Robert Rauschenberg died on May 12, 2008 at the age of eighty-two. That day I walked over to see his work at the Portrait Gallery near my apartment.
I saved the obit., got caught in the web of memory. My own straits.
My father’s white shirt, the ribbed, sleeveless undershirt beneath that as a small child I carried with me: “her schmata,” my mother called it. My father’s photo taken by my daughter when she was studying photography in high school, developing her own pictures in Bethesda Chevy Chase High School’s darkroom, hangs on the first wall to my left as I enter my bedroom in the loft where I live and write in downtown D.C. He’s holding his pipe, one finger tamping down the tobacco, the can of Amphora nearby. The photo is black and white and my memory of him, faded to tone. He, a decade gone this June 6, eighty-four and crippled from Parkinson’s disease and a broken hip when he died. He comes to me like his home movies, overexposed, so much light I can barely see him. Rauschenberg-white: my father’s white dress shirt. “I always thought of the white paintings as being not passive but very—well, hypersensitive,” Rauschenberg said. The schmata shirt beneath the dress shirt.
At age 82, my father called me in the middle of the night before he died and in the anguish of aging, asked: “What am I here for?”—a despairing cry that expressed the humility of existence and underscored the imperative of continuing to ask the question even as the darkness moves across us. It is the autobiographical, tautological question that starts and ends where it begins.
My father took my hand, and said, “There’s an inevitability about the present.”
I understood the way I’d understood when my mother, four years after her stroke, decided not to eat when the new year came, when she took my hand and said “Yitgadal v’yitkadash”—the first two words of the mourner’s Kaddish. It was five years later when my father took my hand one hot day in June.
We’d been sitting in the house with the old round Toastmaster fan blowing at our feet, humming the way old memories did inside my head. We’d been talking about the kind of housing called “assisted living.” “Assisted living,” he said. “Funny term. Either you’re living or you’re not, right?”
I didn’t answer.
“I’m on my way down,” my father said. “I know that. This is just a stopover.”
“Stopover from what to what?”
“Don’t get philosophical on me, kid.”
My father’s eyes were brown. I saw them full of light from the sun that angled through the window. I saw the green and yellow—the colors of my mother’s hazel eyes like mine—there inside the brown. I remembered my dream after my mother died. In a haze of yellow light, my mother in a flowered housedress. I couldn’t tell the color of her hair—pure white when she died. But it must be dark—around her face in finger-placed waves, how it was when I could still fit beneath her arm, lean against her curve of breast. Then an empty chair. An elegant, suited man on the sidewalk. My mother, on the stoop of their row house. Her arm raised high in dance position. No one stands inside her hold. She leans to unheard sound. She turns round. A fox-trot circle. My father threads eight-millimeter film through the projector, on the wheel. A home movie. Overexposed. My mother. Like the whiteness of a leafing tree against night sky.

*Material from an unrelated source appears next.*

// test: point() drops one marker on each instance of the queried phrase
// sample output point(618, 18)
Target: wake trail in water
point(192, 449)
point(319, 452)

“Why are you crying?” my father said. “This won’t be the last time you see me.”
“It’s what I do. I cry, easily, often.”
“So do I,” he said. “It’s inherited.”
Hypersensitive.
I have looked for him in every man I’ve dated during the last four years—the years of separation. I sensed him one Saturday night in the expert on eastern European economics with big ears like my father’s, knew he might kiss me when he offered his tamarind soda a second time as we ate a late dinner, if you call what we settled on dinner, at Oyamel after seeing a new Claude Lalouch film, yes, that Claude of A Man and a Woman, a movie this sixty-six year-old, tall lanky man had seen at the Circle Theater, a D.C. relic, razed now. I saw it with my father when it first hit theaters, had Netflixed it two weeks before meeting this man.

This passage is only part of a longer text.